Accurate Protein Structure Prediction by Embeddings and Deep Learning Representations

Accurate Protein Structure Prediction by Embeddings and Deep Learning Representations

Iddo Drori 1Columbia University, Department of Computer Science, New York, NY, 10027 12Cornell University, School of Operations Research and Information Engineering, Ithaca, NY 14853 2    Darshan Thaker 1Columbia University, Department of Computer Science, New York, NY, 10027 1    Arjun Srivatsa 1Columbia University, Department of Computer Science, New York, NY, 10027 1    Daniel Jeong 1Columbia University, Department of Computer Science, New York, NY, 10027 1    Yueqi Wang 1Columbia University, Department of Computer Science, New York, NY, 10027 1    Linyong Nan 1Columbia University, Department of Computer Science, New York, NY, 10027 1    Fan Wu 1Columbia University, Department of Computer Science, New York, NY, 10027 1    Dimitri Leggas 1Columbia University, Department of Computer Science, New York, NY, 10027 1    Jinhao Lei 1Columbia University, Department of Computer Science, New York, NY, 10027 1    Weiyi Lu 1Columbia University, Department of Computer Science, New York, NY, 10027 1    Weilong Fu 1Columbia University, Department of Computer Science, New York, NY, 10027 1    Yuan Gao 1Columbia University, Department of Computer Science, New York, NY, 10027 1    Sashank Karri 1Columbia University, Department of Computer Science, New York, NY, 10027 1    Anand Kannan 1Columbia University, Department of Computer Science, New York, NY, 10027 1    Antonio Moretti 1Columbia University, Department of Computer Science, New York, NY, 10027 1   
Mohammed AlQuraishi
3Harvard University, Department of Systems Biology, Harvard Medical School, Boston, MA 02115 3
   Chen Keasar 4Ben-Gurion University, Department of Computer Science, Israel, 8410501 4    Itsik Pe’er 1Columbia University, Department of Computer Science, New York, NY, 10027 1

Proteins are the major building blocks of life, and actuators of almost all chemical and biophysical events in living organisms. Their native structures in turn enable their biological functions which have a fundamental role in drug design. This motivates predicting the structure of a protein from its sequence of amino acids, a fundamental problem in computational biology. In this work, we demonstrate state-of-the-art protein structure prediction (PSP) results using embeddings and deep learning models for prediction of backbone atom distance matrices and torsion angles. We recover 3D coordinates of backbone atoms and reconstruct full atom protein by optimization. We create a new gold standard dataset of proteins which is comprehensive and easy to use. Our dataset consists of amino acid sequences, Q8 secondary structures, position specific scoring matrices, multiple sequence alignment co-evolutionary features, backbone atom distance matrices, torsion angles, and 3D coordinates. We evaluate the quality of our structure prediction by RMSD on the latest Critical Assessment of Techniques for Protein Structure Prediction (CASP) test data and demonstrate competitive results with the winning teams and AlphaFold in CASP13 and supersede the results of the winning teams in CASP12. We make our data, models, and code publicly available.

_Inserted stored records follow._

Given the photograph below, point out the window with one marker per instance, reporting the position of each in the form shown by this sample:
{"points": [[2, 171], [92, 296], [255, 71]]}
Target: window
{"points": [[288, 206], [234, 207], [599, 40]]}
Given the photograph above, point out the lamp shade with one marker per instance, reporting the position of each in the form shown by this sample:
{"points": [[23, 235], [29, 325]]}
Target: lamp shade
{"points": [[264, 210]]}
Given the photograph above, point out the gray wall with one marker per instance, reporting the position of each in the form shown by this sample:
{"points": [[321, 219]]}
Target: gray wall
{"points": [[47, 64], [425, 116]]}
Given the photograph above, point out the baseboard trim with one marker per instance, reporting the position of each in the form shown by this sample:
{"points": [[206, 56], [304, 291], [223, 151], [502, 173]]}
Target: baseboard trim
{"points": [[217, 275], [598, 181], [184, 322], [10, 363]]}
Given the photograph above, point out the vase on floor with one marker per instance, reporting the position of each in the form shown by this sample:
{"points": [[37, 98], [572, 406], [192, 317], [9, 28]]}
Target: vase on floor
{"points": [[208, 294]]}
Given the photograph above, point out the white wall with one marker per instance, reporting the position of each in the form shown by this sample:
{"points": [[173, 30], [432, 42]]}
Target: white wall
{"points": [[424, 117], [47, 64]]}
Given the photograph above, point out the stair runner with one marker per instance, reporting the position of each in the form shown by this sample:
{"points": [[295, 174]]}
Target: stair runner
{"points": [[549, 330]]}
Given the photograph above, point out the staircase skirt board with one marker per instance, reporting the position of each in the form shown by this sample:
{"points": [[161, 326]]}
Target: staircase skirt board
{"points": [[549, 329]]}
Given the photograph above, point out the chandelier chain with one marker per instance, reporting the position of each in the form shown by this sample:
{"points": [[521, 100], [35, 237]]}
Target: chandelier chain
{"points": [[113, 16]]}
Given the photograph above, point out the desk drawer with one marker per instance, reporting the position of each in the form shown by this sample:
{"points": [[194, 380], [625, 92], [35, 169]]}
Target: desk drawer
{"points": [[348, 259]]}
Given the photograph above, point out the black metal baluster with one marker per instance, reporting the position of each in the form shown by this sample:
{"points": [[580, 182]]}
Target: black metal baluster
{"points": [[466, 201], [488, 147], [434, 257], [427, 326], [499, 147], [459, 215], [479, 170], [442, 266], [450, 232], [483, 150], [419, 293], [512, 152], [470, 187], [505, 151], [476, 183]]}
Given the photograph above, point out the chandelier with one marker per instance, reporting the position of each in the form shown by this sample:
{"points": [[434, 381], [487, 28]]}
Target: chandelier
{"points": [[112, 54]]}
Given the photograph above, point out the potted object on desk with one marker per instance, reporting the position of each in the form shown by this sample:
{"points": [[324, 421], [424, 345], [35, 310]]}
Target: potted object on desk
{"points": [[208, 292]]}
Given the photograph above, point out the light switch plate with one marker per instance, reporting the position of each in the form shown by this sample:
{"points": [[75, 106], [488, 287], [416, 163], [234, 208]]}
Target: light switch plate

Protein Structure Prediction Deep Learning Embeddings.

1 Introduction

Proteins are necessary for a variety of functions within cells including transport, antibody, enzyme and catalysis. They are polymer chains of amino acid residues, whose sequences (aka primary structure) dictate stable spatial conformations, with particular torsion angles between successive monomers. To perform their functions, the amino acid residues must fold into proper configurations. The sequence space of proteins is vast, 20 possible residues per position, and evolution has been sampling it over billions of years. Thus, current proteins are highly diverse in sequences, structures and functions. The high throughput acquisition of DNA sequences, and therefore ubiquity of known protein sequences stands in contrast to the limited availability of 3D structures, which are more functionally relevant.

From a physics standpoint, the process of protein folding is a search for the minimum energy conformation which happens in nature paradoxically fast [13]. Unfortunately, explicitly computing the energy of a protein conformation, along with its surrounding water molecules, is extremely complex. Forward simulation approaches have been prohibitively slow on even modest-length proteins, with successes reported only for smaller peptides across timescales that are orders of magnitude too short, and even these required specialized hardware [15] or massive crowd sourcing [12]. Inferring local secondary structure [9] consists of linear annotation of structural elements along the sequence [11]. Inferring tertiary structure consists of resolving the 3D atom coordinates of proteins. When highly similar sequences are available with known structures, this homology can be used for modeling. Recently, PSP had been tackled by first predicting contact points between amino acids, and then leveraging the contact map to infer structure. A primary indicator of contact between a pair of amino acids is their tendency to have correlated and compensatory mutations during evolution. The availability of large scale data on DNA, and therefore protein sequences allows detection of such co-evolutionary constraints from sets of sequences that are homologous to a protein of interest. Registering such contacting pairs in a matrix facilitates a framework for their probabilistic prediction. This contact map matrix can be generalized to register distances between amino acids [17].

Machine learning approaches garnered recent success in PSP [4, 2] and its sub-problems [16]. These leverage available repositories of tertiary structure [5] and its curated compilations [14, 3] as training data for models that predict structure from sequence. Specifically, the recent biannual critical assessment of PSP methods [6] featured multiple such methods. Most prominently, a closed-source, ResNet-based architecture [7] has achieved impressive results in the CASP evaluation settings, based on representing protein structures both by their distance matrices as well as their torsion angles.

In this work, we design a novel representation of biologically relevant input data and construct a processing flow for PSP as shown in Figure 1. Our method leverages advances in deep sequence models and proposes a method to learn transformations of amino acids and their auxiliary information. The method operates in three stages by i) predicting backbone atom distance matrices and torsion angles ii) recovering backbone atom 3D coordinates, and iii) reconstructing the full atom protein by optimization.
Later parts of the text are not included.